Adam was an extraordinary human and, for that, he was blessed with the love and admiration of many people. To me, he was a full-spectral oasis of radiance in a desolate wasteland of disconnection and missed opportunity. To him, I have no doubt, I was just another person he chose to share some time with. It didn’t mean I didn’t matter to him, but the relative importance of me to his full, open-hearted life could never match his impact on my own.

For years now, I’ve sat with that understanding, and I’ve continued to feel close to him, and guided by him, and I’ve made sure to consciously allow that for myself despite the ever-creeping guilt when I think about the people who really lost him.
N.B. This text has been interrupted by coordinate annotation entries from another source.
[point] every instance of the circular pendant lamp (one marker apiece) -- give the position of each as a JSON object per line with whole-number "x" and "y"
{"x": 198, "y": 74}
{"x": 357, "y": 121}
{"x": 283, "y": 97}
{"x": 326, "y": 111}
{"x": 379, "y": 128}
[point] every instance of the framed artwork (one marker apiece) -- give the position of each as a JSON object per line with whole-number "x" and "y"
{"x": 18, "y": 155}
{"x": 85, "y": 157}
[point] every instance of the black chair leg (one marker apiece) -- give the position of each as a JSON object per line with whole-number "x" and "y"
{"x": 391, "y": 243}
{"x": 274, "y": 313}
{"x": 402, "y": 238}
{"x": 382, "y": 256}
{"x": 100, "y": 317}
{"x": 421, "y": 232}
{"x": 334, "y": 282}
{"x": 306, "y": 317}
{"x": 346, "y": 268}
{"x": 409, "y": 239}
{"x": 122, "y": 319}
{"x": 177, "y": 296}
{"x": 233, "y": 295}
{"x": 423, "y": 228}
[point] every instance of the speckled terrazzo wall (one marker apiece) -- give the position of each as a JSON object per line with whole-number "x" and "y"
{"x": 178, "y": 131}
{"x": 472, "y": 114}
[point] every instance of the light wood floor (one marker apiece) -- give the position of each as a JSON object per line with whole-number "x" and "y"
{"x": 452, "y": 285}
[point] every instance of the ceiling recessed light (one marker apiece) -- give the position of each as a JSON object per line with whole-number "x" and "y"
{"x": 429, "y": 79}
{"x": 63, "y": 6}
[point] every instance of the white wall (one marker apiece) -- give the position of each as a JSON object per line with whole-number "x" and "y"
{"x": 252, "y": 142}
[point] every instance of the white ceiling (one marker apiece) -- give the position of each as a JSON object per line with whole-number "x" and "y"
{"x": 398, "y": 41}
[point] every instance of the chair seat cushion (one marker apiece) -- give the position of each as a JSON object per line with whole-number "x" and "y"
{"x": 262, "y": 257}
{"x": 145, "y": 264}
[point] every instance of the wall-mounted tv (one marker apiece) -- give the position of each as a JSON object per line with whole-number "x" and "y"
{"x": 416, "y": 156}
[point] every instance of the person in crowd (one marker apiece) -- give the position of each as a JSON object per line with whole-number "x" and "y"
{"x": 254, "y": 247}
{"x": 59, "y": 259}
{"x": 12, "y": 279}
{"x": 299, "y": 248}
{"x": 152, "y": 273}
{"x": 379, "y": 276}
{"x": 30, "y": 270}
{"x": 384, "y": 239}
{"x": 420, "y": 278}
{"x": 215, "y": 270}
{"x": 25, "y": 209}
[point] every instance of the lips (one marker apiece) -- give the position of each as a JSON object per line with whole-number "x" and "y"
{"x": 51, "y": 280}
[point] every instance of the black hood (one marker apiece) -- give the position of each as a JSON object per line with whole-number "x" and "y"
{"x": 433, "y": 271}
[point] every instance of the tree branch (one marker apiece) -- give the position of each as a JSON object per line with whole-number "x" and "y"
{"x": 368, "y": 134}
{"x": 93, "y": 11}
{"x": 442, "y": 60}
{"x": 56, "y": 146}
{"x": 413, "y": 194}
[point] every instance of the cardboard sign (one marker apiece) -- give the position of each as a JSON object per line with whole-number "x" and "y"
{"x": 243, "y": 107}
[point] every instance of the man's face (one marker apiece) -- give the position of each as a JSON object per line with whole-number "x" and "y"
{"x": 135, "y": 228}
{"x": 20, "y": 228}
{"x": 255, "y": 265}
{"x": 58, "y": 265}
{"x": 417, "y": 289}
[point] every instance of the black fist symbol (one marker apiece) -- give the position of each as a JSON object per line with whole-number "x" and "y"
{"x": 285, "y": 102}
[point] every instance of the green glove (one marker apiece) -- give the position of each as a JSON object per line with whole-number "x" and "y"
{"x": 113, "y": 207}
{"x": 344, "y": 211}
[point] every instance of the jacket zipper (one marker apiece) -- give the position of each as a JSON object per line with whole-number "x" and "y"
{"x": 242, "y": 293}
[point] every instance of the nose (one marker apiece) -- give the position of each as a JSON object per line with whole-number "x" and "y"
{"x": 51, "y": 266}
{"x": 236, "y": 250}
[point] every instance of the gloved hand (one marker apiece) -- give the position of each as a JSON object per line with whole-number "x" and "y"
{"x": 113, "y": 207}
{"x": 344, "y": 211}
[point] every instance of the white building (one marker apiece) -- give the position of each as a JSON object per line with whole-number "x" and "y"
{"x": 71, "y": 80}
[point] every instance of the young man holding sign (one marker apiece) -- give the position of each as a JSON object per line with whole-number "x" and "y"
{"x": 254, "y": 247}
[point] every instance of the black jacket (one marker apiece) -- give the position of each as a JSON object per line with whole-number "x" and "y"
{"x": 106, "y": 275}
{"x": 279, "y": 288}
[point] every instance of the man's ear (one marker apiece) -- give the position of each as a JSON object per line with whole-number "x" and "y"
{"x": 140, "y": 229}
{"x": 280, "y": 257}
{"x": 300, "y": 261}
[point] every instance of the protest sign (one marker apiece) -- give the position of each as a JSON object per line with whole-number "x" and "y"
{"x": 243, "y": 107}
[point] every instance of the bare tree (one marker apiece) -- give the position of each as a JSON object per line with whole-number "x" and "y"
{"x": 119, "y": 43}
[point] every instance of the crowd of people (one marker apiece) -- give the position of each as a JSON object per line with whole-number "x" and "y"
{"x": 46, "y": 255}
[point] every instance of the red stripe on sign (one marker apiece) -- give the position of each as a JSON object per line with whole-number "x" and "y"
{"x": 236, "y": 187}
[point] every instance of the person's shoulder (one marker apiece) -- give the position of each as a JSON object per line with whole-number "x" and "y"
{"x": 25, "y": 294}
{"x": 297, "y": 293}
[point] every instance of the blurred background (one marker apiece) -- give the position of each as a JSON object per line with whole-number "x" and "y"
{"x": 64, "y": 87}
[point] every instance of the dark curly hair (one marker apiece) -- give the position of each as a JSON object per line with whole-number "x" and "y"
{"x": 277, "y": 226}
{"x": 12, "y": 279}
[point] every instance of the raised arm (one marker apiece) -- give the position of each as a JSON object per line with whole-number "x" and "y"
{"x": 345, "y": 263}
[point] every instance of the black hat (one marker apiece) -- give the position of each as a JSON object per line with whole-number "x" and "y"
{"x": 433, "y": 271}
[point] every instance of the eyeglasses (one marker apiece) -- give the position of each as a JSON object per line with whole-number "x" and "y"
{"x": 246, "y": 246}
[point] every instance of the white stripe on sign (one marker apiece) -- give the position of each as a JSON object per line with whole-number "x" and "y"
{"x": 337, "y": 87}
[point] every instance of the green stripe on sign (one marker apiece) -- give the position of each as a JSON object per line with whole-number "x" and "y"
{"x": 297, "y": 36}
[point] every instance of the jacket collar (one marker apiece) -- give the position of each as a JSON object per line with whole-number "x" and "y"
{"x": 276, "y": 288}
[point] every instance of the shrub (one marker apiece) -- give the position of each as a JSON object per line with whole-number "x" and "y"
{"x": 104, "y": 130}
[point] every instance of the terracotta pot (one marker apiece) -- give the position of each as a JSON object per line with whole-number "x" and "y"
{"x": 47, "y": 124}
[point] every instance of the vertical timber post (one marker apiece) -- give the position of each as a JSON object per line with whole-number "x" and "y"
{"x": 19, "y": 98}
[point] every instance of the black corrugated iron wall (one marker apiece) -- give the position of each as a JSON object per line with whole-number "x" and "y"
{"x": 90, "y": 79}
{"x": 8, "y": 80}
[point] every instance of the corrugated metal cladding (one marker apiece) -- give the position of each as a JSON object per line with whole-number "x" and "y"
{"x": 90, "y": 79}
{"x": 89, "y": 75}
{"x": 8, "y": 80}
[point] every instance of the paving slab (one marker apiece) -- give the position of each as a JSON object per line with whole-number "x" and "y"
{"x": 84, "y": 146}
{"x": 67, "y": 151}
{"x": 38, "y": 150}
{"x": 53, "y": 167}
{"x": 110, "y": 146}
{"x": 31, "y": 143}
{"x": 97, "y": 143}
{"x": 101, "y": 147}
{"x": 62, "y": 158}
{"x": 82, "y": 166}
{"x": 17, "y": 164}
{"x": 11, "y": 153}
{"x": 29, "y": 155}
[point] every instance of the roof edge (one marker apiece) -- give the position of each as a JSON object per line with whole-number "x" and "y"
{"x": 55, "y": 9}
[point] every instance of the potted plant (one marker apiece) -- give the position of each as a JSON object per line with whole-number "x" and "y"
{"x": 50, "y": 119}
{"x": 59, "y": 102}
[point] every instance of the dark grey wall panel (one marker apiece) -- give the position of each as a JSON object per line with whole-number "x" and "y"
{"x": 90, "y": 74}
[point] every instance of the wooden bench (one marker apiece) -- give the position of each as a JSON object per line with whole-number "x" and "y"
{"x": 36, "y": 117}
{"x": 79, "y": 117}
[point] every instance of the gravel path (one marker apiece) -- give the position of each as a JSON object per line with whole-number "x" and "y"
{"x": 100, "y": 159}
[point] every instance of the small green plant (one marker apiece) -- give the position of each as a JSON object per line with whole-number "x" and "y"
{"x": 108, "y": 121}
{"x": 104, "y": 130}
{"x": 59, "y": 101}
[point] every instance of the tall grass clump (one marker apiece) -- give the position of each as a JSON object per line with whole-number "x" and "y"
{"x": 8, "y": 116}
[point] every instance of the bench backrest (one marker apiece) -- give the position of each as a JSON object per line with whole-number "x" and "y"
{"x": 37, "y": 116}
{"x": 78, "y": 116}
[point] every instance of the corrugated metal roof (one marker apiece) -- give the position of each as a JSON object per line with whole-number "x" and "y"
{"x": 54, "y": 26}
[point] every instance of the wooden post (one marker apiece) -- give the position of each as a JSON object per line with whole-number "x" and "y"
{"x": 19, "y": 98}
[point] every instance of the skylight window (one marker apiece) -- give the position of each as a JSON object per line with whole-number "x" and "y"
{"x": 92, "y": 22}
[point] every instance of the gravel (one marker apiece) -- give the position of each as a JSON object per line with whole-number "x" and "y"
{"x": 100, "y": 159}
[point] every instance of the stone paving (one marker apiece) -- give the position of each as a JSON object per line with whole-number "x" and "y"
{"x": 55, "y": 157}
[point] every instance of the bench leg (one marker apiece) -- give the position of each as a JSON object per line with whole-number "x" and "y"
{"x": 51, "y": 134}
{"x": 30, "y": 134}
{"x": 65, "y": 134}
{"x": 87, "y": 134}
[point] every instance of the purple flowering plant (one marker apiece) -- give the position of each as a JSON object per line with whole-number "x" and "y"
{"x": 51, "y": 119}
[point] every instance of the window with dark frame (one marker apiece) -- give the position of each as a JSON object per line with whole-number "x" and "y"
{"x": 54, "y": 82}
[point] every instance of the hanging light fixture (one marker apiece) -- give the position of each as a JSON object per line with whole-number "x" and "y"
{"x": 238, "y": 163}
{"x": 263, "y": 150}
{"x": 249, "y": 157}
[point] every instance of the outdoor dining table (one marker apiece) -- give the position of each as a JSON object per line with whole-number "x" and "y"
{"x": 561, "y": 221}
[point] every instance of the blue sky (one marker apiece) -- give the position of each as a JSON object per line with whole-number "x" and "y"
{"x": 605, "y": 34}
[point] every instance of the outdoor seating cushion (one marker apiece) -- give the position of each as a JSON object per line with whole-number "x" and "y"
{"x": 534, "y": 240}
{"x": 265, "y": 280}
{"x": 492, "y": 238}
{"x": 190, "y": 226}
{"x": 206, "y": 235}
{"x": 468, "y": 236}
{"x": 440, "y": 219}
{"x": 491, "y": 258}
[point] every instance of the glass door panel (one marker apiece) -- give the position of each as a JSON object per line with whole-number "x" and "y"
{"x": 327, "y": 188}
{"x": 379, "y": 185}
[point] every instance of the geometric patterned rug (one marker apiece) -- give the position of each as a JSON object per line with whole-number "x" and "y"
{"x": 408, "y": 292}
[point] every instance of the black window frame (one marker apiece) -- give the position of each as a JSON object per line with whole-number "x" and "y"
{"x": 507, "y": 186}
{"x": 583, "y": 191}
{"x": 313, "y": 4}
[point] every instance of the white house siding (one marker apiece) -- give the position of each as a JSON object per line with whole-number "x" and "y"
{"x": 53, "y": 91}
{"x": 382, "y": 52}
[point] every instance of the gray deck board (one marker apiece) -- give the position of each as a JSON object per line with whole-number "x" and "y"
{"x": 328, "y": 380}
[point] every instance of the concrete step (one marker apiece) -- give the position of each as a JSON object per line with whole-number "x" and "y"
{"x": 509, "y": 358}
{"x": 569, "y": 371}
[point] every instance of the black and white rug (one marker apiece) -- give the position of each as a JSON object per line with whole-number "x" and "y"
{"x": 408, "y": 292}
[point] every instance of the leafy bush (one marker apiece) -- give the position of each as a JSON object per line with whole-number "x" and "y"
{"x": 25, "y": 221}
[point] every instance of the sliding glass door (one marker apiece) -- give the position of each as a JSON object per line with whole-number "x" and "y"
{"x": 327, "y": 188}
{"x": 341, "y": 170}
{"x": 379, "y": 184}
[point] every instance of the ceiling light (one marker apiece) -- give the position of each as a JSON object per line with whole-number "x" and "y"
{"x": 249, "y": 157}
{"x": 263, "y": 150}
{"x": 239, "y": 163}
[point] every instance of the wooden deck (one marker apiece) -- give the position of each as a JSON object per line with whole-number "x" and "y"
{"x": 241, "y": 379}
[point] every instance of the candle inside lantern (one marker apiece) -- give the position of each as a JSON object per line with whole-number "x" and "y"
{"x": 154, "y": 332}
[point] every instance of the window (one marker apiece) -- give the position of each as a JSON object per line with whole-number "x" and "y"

And he’s made my life better. Sometimes he plain made it bearable. Remembering him, and imagining him with me, imagining what he might say to me, drew me forward through a lot of tumult. And I doubt I would have given myself permission to do that if he’d been alive. And so the world’s loss has, in some ways, been my gain, which feels perverse. Then again, had he been alive, perhaps I could have heard what he’d actually say to me, and that would have been better. Perhaps this is just a story I tell myself to make it okay.

Last night, for the first time in a very long time, I felt drawn to find the video of a song he recorded the week I arrived in Austin. And, as I watched it, I sobbed. And I let myself feel true fucking brutal loss. Because I’d been there, with him, in that room, and he’d pulled that mattress down from the wall while I stood in the doorway. And he played me that song, and I was relieved to honestly say that I liked it. That was the version of him I knew. That was the version of him I touched. That was the version of him I kissed. That physical body, those exact human cells, immortalised in moving pixels. But he’s gone, and I miss him, and how can someone like that just be gone?

And, even more selfishly, I sobbed because I’m at a place in my life now where I’m so much more ready for a man like Adam to grace me with his presence. I couldn’t make the most of the time I had with him when I had it. If he were alive, at least I could fantasise about the possibility of reconnecting.

Maybe that was always the heart of it. I always knew what he was, and I knew I was on the way to it. And, regardless of what form it took, I wanted to be able to stand face to face with him when I got there. But he doesn’t have a face anymore. He’s not a man anymore. So I can’t.